11.21.2012

Dark Pools Under Microscope

11.21.2012
Terry Flanagan

With the volume of dark liquidity growing by nearly 50% over the past three years to account for nearly a third of consolidated volume, there is a clear shift in the market structure away from trading on transparent exchanges and towards dark, or underplayed venues.

“Our analysis suggests that market quality is best served by maintaining strong competition between trading on lit and dark venues, and avoiding a predominance of dark trading, so policy measures should be designed to encourage such an outcome,” said Rhodri Preece, director of capital markets policy at CFA Institute.

A new report by the CFA Institute examines internalization—internal execution of client orders within a broker/dealer system or against the broker’s own account- as well as dark pools.

The report recommends that internalization of retail orders should be required to offer meaningful price improvement, and provide some protection to investors posting displayed orders in limit order books.

Operators of alternative trading systems are developing new techniques for expanding the pool of liquidity available to their institutional customers by allowing them to interact safely with dealer order flow.

Institutional asset managers have historically shied away from posting block-sized orders on regulated exchanges out of fear that electronic market makers will pick off their order flow and thereby cause their orders to be executed at an inferior price.

“Due to recent changes in market structure, the number of places a firm needs to look has grown considerably,” said Jess Haberman, director of compliance at Fidessa. “With dark pools and broker crossing networks not being transparent, firms don’t know if liquidity is available on those markets, and they must decide between the chance of getting a better price in a dark market versus the guarantee of getting the order filled in a lit market.”

Trading technology has adapted to these challenges by offering smart order routers, which for some time now have enhanced a firm’s ability to determine the best place to get orders filled based on price and shares available.

“Technologists are adapting to dark markets further by creating algorithms that send a small order to a dark market to see if liquidity is there,” said Haberman. “If it is, a larger quantity of orders is sent to that dark market to try to get them filled at the best price, while at the same time, or subsequently, sending part of the order to lit markets.”

Citigroup’s recently-launched dark pool, Citi Cross, eliminates this risk by virtue of a new matching engine which allows a wide range of clients the opportunity to interact with Citi’s various sources of liquidity, with the idea of bringing together historically eschewed flows of liquidity, thus reducing fragmentation.

Bloomberg’s BPool offers a centralized, active and diverse marketplace for traders to efficiently trade large blocks while giving traders the ability to monitor and control their orders from order-entry to execution.

By enabling institutional traders to interact with block-size liquidity on Bloomberg’s equity trading platforms and match orders at Bids Trading, a U.S. block trading venue, BPool is intended to help the buy side source equity liquidity in an increasingly fragmented market structure.
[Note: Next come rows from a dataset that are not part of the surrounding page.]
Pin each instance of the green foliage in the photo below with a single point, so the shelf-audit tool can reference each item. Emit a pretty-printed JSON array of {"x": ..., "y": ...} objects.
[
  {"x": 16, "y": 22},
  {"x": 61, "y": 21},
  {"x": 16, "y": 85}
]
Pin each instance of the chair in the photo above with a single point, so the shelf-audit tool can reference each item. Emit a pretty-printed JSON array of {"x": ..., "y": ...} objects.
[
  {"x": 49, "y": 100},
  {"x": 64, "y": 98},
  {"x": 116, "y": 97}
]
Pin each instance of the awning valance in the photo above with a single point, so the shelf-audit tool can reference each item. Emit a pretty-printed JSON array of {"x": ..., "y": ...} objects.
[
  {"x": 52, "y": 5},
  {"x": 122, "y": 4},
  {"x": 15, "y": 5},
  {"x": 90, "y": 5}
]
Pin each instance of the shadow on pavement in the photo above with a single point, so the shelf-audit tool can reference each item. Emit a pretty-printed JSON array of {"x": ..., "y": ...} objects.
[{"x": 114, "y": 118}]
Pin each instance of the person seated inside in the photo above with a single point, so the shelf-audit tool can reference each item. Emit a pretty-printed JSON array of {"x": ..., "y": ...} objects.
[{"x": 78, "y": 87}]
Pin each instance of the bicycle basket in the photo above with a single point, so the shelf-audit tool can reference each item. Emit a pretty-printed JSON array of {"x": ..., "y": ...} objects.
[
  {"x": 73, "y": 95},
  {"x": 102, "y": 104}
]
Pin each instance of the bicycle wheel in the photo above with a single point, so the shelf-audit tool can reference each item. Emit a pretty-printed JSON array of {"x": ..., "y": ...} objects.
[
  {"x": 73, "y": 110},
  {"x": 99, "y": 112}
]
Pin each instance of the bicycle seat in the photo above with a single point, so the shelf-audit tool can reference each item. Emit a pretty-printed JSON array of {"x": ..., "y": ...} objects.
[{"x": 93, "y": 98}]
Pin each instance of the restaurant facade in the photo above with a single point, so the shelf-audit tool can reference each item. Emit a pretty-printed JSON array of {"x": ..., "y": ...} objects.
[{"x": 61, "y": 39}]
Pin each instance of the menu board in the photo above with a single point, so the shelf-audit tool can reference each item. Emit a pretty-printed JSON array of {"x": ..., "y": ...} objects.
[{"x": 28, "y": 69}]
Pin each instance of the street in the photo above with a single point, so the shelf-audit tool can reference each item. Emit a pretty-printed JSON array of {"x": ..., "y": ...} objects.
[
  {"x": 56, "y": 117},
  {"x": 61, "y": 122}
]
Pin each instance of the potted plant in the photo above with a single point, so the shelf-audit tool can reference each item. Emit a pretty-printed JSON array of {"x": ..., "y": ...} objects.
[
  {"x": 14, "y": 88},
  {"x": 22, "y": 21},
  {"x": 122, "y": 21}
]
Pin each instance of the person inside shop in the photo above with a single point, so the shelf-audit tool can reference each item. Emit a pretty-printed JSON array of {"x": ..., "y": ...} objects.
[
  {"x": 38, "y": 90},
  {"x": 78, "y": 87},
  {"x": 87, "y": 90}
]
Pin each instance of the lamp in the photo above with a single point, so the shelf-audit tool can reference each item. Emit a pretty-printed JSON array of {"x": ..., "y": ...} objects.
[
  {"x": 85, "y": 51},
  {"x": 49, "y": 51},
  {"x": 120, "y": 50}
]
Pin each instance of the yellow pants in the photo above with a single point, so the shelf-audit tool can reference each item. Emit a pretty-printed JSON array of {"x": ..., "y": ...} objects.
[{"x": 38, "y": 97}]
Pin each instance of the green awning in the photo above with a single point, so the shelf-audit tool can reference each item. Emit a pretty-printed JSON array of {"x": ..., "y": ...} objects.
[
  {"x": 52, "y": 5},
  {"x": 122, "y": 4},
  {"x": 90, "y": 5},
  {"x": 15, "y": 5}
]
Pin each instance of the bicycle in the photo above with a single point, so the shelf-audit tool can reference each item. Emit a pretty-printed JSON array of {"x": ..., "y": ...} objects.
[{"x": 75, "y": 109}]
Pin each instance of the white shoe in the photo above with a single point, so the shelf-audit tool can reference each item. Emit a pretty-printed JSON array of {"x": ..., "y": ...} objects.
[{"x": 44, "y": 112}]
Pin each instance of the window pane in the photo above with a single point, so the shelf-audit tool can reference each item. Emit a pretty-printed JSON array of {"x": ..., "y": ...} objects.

Liquidnet Canada is opening up its trading venue to registered broker-dealers, in an effort to offer more liquidity for its core institutional customers.

Dark trading is now roughly 7% of total daily market volume in Canada, up from 2.2% in 2011.

One of the reasons why dark pool volumes in Canada are so low is the existence of broker preferencing, an internalization practice that allows incoming orders to a trading venue to match with other orders from the same dealer ahead of similarly priced orders from other dealers, without concern for time priority.